Yes. The Latin Patriarchate’s property was recently demolished with no announcement because it did not have an Israeli permit. It was built before 1967 in Jordanian territory.

the Left-wing of the Constantinian Jewish establishment in Israel and America.
The combination of religion and state goes back way before Constantine’s toleration/preference for Christianity, all the way back to Moses’ control of the land. Blaming Constantine ignores the underlying religious roots of religious nationalism that are important to address.
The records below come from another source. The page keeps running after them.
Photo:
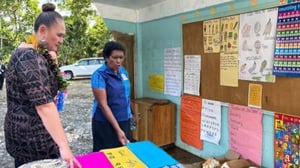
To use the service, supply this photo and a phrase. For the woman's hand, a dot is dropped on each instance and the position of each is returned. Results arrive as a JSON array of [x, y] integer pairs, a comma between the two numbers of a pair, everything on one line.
[[67, 155], [122, 137]]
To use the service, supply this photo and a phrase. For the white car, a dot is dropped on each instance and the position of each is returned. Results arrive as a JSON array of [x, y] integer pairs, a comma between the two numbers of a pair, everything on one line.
[[82, 68]]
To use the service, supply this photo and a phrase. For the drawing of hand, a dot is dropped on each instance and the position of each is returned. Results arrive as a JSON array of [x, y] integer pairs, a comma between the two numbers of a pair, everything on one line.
[[251, 70]]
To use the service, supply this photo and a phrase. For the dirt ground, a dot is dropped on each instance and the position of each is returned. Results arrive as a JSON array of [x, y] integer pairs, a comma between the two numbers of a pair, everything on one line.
[[76, 119]]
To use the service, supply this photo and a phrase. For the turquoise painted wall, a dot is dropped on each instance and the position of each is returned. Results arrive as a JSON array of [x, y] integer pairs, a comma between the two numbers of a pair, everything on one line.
[[154, 36]]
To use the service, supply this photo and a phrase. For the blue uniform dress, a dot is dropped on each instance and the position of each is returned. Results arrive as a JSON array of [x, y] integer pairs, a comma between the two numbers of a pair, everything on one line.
[[117, 88]]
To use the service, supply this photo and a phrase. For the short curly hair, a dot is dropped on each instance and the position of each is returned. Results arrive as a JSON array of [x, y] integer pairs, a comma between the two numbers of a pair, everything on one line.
[[110, 46]]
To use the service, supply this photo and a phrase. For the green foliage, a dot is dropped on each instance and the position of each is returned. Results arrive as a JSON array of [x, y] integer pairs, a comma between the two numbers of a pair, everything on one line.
[[86, 32]]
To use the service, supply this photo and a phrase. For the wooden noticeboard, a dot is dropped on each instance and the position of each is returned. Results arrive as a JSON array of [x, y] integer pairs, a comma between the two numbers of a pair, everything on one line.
[[282, 96]]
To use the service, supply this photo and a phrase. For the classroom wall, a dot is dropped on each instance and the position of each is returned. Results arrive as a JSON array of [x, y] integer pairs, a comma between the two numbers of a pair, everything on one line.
[[156, 35]]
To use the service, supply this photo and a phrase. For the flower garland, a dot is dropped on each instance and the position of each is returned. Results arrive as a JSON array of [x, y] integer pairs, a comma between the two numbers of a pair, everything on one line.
[[62, 83]]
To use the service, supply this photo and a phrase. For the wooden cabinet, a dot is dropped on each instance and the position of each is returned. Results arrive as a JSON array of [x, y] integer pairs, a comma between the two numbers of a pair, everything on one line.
[[156, 120]]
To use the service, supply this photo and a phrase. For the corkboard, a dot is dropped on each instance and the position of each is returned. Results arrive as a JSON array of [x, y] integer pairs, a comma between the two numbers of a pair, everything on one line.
[[282, 96]]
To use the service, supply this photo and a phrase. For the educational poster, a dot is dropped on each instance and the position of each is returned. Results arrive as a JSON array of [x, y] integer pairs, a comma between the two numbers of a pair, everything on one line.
[[245, 132], [211, 35], [229, 51], [229, 34], [172, 68], [286, 141], [190, 118], [156, 82], [256, 45], [287, 48], [192, 68], [229, 75], [123, 157], [255, 95], [211, 121]]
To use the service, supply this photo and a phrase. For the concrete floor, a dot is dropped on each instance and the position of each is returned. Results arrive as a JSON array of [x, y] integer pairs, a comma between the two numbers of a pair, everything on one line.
[[183, 156]]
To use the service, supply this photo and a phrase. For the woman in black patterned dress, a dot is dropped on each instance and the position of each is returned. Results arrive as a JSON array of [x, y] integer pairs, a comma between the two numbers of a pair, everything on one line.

Kairos Palestine’s emphasis on the tenets of Christian Zionist fundamentalism as misguided and a wrongful interpretation of scripture and Christian witness is important but to what effect? While correctly addressing a Christianity that is spiritually and politically offensive to Palestinian Christians, it can also stigmatize movements in Western Christianity with close ties to Jews as similarly on the wrong path.

I don’t see that potential as a problem for opposing religious nationalism like Hagee’s. Anyway, to the extent that those close ties were fully uncritical and led to religious nationalism, weren’t those ties problematic? Rosemary Ruether whom you support has totally revised her views on religious nationalism.

the solidarity of Western Christians may be inhibited by Kairos Palestine’s stark and, in the Western Christian sense, sometimes retrograde Christian theology that features elements of Christology they no longer affirm.
Like what? Kairos USA represents western Christianity, was formulated partly by Mark Braverman, and openly affirmed Kairos Palestine.

On the Western Christian scene, Jews offer much more than Palestinian Christians.

If Palestinians are the ones who now need “liberation”, doesn’t engagement with them offer more?

The idea that Christian faith trumps culture is mistaken.
The idea is also sometimes correct. Otherwise you would not be writing about Kairos as a leading document that “trumps” mainstream inertia. If culture always trumped faith, this faith document would not be very remarkable.